O caso contra os serviços ferroviários privados

Nem todos são a favor de convidar operadores privados. “A ferrovia é um serviço público e não uma empresa de gerar lucro”, o Politburo do Partido Comunista da Índia (Marxista) disse no início deste ano. “Essa privatização mina os fundamentos de uma economia autossuficiente.” “Tentativas anteriores de abertura para empresas privadas criaram um precedente que não deve ser ignorado.”

Vários sindicatos locais repetiram esse sentimento, com o presidente da Federação Nacional dos Ferroviários Indianos, Guman Singh, dizendo no início deste verão: “Enquanto for privatizar, o governo destruirá as ferrovias e tornará as viagens mais caras. Condenamos abertamente a ação do governo. ”

Mihir Swarup Sharma também acredita que os benefícios para os operadores privados permanecem obscuros, já que eles “estarão essencialmente competindo com os próprios produtos [das Ferrovias Indianas] enquanto estão sujeitos à infraestrutura e tomada de decisões [das Ferrovias Indianas]”. 

Ele também alerta que as tentativas anteriores de abertura para empresas privadas estabeleceram um precedente que não deve ser ignorado. “As companhias aéreas privadas na Índia na década de 1990 […] melhoraram significativamente a experiência do passageiro”, explica ele. “Mas lidar com a concorrência estatal (Indian Airlines e Air India) dentro da rede de infraestrutura estatal (a Autoridade de Aeroportos da Índia) era impossível, e nenhuma delas sobreviveu até 2020.”

A privatização completa está nos planos?

Por enquanto, não parece que a Indian Railways esteja no caminho para uma privatização completa.  

O governo de Narendra Modi está de fato considerando a opção de privatizar (ou desinvestir estrategicamente de) vários setores, incluindo aeroportos, bancos, seguros, petróleo e equipamentos de defesa. As ferrovias estão até agora excluídas desse grupo, embora os sindicatos temam que a iniciativa atual possa ser o ponto de partida para uma futura desnacionalização do setor. “A Indian Railways precisa de uma reorganização completa e de uma visão mais autônoma e do setor privado.”
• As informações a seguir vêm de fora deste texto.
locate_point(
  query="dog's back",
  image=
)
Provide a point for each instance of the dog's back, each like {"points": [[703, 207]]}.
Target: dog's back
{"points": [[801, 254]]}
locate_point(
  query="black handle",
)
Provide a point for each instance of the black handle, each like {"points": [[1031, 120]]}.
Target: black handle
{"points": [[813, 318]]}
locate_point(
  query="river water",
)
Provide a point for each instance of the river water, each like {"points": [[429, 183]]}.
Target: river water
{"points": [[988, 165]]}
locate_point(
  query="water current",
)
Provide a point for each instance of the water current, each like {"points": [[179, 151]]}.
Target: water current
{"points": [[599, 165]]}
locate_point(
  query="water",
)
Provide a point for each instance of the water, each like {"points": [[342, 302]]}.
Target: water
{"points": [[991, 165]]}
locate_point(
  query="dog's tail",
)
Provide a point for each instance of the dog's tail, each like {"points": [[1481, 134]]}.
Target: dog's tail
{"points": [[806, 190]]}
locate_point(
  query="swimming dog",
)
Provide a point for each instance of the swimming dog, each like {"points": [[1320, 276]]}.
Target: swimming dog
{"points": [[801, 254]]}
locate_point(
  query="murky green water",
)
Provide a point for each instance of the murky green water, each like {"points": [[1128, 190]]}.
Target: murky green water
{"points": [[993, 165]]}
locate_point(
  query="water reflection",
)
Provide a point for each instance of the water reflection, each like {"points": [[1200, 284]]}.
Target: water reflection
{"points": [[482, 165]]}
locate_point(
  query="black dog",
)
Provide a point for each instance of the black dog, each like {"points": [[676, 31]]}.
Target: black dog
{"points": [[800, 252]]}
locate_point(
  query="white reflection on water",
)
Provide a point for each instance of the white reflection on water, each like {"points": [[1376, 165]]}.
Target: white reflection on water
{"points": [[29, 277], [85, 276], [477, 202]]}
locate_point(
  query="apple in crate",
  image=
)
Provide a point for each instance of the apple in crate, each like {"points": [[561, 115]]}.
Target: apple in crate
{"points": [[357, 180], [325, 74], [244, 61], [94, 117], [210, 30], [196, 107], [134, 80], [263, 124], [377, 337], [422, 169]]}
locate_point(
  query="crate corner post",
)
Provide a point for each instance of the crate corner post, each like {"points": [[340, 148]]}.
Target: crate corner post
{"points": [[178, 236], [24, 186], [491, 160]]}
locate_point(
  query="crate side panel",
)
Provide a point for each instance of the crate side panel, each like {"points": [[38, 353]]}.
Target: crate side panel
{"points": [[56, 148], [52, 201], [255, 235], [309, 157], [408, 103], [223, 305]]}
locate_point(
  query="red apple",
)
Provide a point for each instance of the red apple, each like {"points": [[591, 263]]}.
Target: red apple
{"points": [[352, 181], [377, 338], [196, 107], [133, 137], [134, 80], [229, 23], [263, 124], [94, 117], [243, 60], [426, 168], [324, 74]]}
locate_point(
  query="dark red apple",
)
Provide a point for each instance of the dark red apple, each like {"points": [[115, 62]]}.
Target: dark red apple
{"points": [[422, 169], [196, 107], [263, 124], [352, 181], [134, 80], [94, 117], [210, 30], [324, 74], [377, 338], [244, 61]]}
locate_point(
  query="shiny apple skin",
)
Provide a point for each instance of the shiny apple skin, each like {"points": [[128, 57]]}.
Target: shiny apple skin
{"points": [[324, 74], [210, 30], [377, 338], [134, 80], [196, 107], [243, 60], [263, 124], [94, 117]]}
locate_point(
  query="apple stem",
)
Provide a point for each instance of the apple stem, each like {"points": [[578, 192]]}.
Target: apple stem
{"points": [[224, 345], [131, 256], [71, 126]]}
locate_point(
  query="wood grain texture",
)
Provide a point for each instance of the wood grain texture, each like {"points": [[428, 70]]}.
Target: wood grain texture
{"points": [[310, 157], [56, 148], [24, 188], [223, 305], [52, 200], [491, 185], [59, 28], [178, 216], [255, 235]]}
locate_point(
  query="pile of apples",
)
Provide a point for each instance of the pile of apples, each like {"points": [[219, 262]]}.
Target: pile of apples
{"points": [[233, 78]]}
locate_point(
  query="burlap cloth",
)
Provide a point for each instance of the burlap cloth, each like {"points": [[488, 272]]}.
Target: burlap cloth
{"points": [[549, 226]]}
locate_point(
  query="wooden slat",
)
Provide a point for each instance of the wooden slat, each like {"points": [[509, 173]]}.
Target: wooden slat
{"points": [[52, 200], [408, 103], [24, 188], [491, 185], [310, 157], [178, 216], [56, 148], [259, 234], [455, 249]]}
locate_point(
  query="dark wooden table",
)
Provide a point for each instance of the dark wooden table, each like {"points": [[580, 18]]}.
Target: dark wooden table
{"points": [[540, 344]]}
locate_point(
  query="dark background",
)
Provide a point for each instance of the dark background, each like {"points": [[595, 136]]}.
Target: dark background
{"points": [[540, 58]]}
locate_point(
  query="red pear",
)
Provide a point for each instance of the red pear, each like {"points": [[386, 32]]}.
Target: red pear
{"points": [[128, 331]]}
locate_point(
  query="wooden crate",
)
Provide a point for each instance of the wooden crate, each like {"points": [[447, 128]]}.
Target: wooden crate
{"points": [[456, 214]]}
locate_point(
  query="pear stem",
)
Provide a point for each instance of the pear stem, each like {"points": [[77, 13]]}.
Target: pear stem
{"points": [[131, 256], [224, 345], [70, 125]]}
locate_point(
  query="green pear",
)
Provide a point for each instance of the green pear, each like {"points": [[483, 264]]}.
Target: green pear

De acordo com Sharma e Seetha Ram, reformar o setor – em vez de privatizar – é muito mais urgente. “A Indian Railways precisa de uma reorganização completa e de uma visão mais autônoma e do setor privado”, diz Sharma. “O Ministério das Ferrovias de Nova Delhi deveria ser fechado, mas a privatização total pode não fazer sentido.” 

Ele acrescenta que um modelo inspirado na Deutsche Bahn – em que o Governo alemão é o único acionista da sociedade anônima privada Deutsche Bahn AG – seria uma alternativa adequada. 

Seetha Ram concorda que tal modelo seria mais adequado para a rede. “A Índia gosta de [criar] veículos para fins especiais que são de certa forma autônomos, ou onde o governo é um grande acionista e age como uma mini empresa”, conclui. “Isso permite que ele descarregue [e crie algumas] entidades autônomas que podem gradualmente [passar a] operar como o setor privado. Essa é a direção [para o governo] tomar.”